Since im a dummy figuring these things out,id like you to help me out with the calculations below:

So,say 4 players(3 opponents and me) see a turn in an Omaha game.The board reads 39K9 r,i have a pair of Ks and i want to know the chances of my hand being good(not counting sets,overpairs or other Kings that have me outkicked,just the possibillity of someone having a 9).
So far i have seen 4 cards in my hand and 4 cards on the board,so there are 44 unknown cards to me.
My opponents hold 12 cards combined,so the possibillity of them holding a 9 is 44/12= a little less than 4 to 1?

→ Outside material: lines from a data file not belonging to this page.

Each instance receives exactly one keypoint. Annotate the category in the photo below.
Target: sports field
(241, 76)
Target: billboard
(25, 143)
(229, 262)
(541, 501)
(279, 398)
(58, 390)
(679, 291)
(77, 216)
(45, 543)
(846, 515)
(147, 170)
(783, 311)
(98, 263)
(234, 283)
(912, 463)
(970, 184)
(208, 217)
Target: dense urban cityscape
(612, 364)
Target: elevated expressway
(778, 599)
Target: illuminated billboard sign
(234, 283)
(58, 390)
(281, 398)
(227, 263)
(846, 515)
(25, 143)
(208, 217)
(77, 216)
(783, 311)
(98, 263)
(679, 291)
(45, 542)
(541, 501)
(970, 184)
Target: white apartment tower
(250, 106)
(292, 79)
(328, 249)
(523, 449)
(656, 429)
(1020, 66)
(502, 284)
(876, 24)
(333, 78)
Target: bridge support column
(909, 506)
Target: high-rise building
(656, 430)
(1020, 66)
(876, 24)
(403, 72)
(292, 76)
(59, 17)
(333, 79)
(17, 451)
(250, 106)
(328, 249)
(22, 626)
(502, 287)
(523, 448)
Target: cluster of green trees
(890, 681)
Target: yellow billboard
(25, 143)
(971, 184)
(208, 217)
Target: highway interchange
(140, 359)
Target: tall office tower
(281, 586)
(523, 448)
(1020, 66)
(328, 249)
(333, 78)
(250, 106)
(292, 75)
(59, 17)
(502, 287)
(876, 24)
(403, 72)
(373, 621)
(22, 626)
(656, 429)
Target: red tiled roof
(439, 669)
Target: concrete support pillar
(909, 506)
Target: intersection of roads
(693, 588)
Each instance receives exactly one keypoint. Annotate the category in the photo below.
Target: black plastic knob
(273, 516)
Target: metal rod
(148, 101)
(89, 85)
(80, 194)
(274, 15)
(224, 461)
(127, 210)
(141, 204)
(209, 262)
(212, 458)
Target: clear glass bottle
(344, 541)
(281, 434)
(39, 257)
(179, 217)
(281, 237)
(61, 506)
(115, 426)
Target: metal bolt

Are these assumptions any good? :/

First of all, if it were 48/12, that would be 3 to 1, not 4 to 1, and 36/12 would be 2 to 1, and 44/12 would be 2.7 to 1. But this isn't how you calculate the answer. There are 2 nines, so the probability that at least one is in your opponent's 12 cards is 1 minus the probability that both nines are still in the deck which is 44-12 = 32 cards. So

1 - 32/44 * 31/43 ≈ 47.6%

That's 1.1 to 1 against your opponents having a 9. The 32/44 is the probability that the first 9 is in the deck, and 31/43 is the probability that the second nine is in the deck given that the first nine is in the deck.

If you know combinations, you can do

1 - C(42,12)/C(44,12) ≈ 47.6%

C(44,12) is the total number of ways your opponents can have 12 cards, and C(42,12) is the number of ways to have them without a 9. You can compute those in google with say "42 choose 12". That's how I first did the problem, then added the other method to please Sklansky.

lol,was pretty sure i would screw that up!thanx man!!